NASMM Defies the Odds

Today’s Wall Street Journal offers an article this morning entitled, “Trading Down: Can It Still Bankroll Your Retirement?” It’s even more interesting because a major cable network called the NASMM office about ten days ago, seeking resources for a similarly-angled story. Huh?

The thought is that we have long relied on home equity as an additional revenue source in later life. Since the housing bust of the last two years, we no longer lean on our homes as our family’s “cash cow.” As a result, many folks predicted the emerging senior move management profession would experience a short shelf life because older adults are “staying put” in record numbers these last few years.

With considerably less equity in their homes, older adults do not always have the resources to pay the rents and fees for independent and assisted living communities. Furthermore, older adults are seeing their “empty nests” of twenty years now being filled again with adult children and grandchildren who are long-term unemployed. “Age-in-place” has become the latest buzzword in the aging services community.

If no one is moving, how can senior move management survive?

We are here to say that senior move management is defying the odds, in many ways and on many levels. In fact, the senior move management profession continues to grow beyond all expectations. Last year, during the worst of the worst, NASMM added 150 new members to its roster!

Why? We believe there are many reasons:

  • The numbers tell part of the story. The U.S. population aged 65 and over will jump nearly 80 percent when the Baby Boom generation retires (from 2010 to 2030).
  • SMM professionals make themselves indispensable to the many clients who tap into their services. The word-of-mouth marketing on senior move management is amazing.  It’s a service that truly serves.
  • Adult children – baby boomers – have long outsourced for their own services, so they are comfortable doing so when they are called upon to help their parents.  This generation loves “specialists.” A senior move specialist just makes sense. Senior move managers have significant expertise in resources and approaches that save money, reduce stress and produce quality results.
  • These same adult children are often scattered across the country, and they desperately need on-site, on-the-ground resources to help them manage all aspect of a parent’s care.
  • Older adults making a transition have usually not moved in 30, 40 or 50 years and need to downsize considerably. The organizational and physical tasks associated with planning and implementing such a complex move can be overwhelming for the entire family.
  • During this difficult economic downturn, NASMM-member senior move managers are adding other services to their menus of service: downsizing and de-cluttering now, even if the move won’t take place for two years, and acquiring “age-in-place” skills to help older adults remain in their own homes with some modifications.

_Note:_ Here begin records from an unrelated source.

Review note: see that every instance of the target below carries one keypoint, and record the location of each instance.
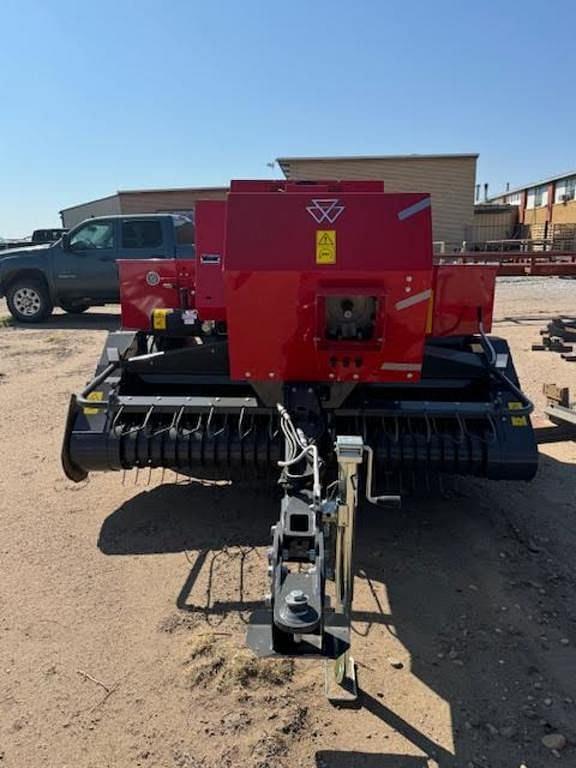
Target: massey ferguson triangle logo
(325, 210)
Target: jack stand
(341, 685)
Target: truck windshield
(184, 229)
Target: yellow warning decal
(517, 421)
(93, 396)
(159, 319)
(325, 246)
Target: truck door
(142, 238)
(87, 269)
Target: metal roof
(282, 161)
(162, 190)
(540, 183)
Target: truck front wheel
(28, 300)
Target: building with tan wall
(546, 209)
(450, 180)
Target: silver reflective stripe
(415, 299)
(421, 205)
(401, 367)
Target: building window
(141, 234)
(537, 197)
(565, 190)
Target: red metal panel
(210, 218)
(460, 290)
(148, 284)
(275, 285)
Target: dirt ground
(123, 607)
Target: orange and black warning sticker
(325, 246)
(517, 421)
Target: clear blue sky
(120, 94)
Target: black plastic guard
(71, 470)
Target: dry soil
(123, 606)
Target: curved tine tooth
(209, 433)
(116, 418)
(133, 430)
(173, 424)
(273, 434)
(250, 429)
(428, 428)
(462, 429)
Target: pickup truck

Senior move managers are entrepreneurs in the very best sense of the word. They are, quite simply, creative problem-solvers. Recession or double-dip recession, I would not bet against senior move management.  It continues to surprise even its most ardent supporters – us!

One thought

  1. Your comments all struck home with me. I do about 40 seminars a year to seniors just beginning to contemplate a future move or seniors working towards preparations for a movei n the upcoming weeks or months. The real estate marketing has been one of the biggest concerns of my audiences. Yet, we are significantly up in business this year. So, the need for senior move management is there through thick and thin. Those who are waiting to list their homes are unfortunately finding themselves staying in a setting that is no longer safe for their physical needs. They experience a fall (or something) that lands them in a rehab facility and not able to return to their home. Those situations are crisis calls with moves required within days or hours.